Kritik Etis dan Keamanan atas Hadiah dari Qatar
Para kritikus sebelumnya mengangkat sejumlah kekhawatiran etis, konstitusional, dan keamanan tentang pemberian pesawat senilai ratusan juta dolar oleh kekuatan asing seperti Qatar. Emirat Teluk yang kaya raya ini, yang juga memainkan peran kunci sebagai mediator dalam pembicaraan antara AS dan Iran, menyumbangkan jet tersebut tahun lalu. Sejak itu, jet tersebut telah menjalani modifikasi dan pengujian besar-besaran.
Penerbangan pertama terjadi hanya sehari setelah Trump menghadapi pengawasan etis lebih lanjut atas pengajuan yang menunjukkan bahwa ia memperoleh sekitar 1,2 miliar dolar dari usaha mata uang kripto keluarganya pada tahun pertamanya kembali berkuasa.
Trump Bantah Ketidakpantasan
Namun Trump menolak anggapan ketidakpantasan apa pun, dengan mengatakan bahwa biaya bagi pembayar pajak AS untuk mengadaptasi jet Qatar sangat kecil dibandingkan dengan biaya yang akan dikeluarkan jika dilakukan dengan cara yang berbeda. "Terus terang, kami tidak bisa membangun pesawat seperti ini karena kami tidak mau mengeluarkan uang sebanyak itu.

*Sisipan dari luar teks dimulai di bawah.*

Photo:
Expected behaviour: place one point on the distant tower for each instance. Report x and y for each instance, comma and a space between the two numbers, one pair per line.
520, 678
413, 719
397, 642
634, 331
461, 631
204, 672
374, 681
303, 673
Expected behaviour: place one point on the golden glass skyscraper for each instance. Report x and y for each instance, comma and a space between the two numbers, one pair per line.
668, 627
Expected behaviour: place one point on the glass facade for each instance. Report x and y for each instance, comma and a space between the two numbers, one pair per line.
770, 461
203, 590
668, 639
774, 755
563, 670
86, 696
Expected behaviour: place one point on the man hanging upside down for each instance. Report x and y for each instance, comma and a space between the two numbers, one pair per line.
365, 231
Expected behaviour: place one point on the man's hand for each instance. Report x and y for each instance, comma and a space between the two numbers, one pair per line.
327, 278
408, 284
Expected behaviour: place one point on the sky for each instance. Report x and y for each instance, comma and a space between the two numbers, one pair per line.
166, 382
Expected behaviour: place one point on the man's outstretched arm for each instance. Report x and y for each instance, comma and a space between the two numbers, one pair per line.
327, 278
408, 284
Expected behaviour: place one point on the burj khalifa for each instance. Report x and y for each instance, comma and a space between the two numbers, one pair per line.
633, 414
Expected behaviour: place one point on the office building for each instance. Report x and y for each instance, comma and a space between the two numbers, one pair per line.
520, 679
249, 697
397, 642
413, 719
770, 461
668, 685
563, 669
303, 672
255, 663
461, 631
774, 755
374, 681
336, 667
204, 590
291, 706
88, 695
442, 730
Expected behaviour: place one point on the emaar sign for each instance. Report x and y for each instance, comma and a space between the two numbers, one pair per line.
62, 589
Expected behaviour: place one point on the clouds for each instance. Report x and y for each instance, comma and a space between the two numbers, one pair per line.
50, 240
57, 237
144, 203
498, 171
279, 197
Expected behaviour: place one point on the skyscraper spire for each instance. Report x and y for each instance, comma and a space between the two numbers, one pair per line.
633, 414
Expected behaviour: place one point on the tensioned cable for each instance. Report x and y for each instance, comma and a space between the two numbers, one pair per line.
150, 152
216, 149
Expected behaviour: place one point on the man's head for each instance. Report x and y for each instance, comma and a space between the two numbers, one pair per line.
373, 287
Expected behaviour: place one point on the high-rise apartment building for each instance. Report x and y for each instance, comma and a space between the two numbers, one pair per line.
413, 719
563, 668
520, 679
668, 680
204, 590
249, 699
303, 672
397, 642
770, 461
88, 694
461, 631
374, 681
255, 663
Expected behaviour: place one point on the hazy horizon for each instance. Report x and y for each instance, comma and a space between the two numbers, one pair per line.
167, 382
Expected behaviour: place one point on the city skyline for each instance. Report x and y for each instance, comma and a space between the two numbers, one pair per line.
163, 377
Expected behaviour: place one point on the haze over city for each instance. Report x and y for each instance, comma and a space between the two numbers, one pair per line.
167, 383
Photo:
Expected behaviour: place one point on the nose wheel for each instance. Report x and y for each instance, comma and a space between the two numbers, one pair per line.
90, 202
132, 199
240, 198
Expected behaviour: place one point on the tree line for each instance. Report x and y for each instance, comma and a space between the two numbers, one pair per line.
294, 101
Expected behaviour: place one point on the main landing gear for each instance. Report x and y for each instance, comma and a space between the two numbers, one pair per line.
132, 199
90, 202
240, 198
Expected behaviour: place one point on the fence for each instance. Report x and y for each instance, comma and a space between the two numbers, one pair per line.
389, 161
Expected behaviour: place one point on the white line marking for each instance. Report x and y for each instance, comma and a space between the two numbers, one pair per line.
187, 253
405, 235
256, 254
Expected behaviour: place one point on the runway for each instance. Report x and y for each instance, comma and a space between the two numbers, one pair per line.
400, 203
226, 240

Mereka mengeluarkan uang yang sangat banyak," kata Trump kepada wartawan.
Pesawat itu akan berfungsi sebagai solusi sementara sampai Boeing mengirimkan dua pesawat Air Force One baru yang dirancang khusus, yang diperkirakan akan dikirimkan dalam dua tahun setelah serangkaian penundaan dan pembengkakan biaya.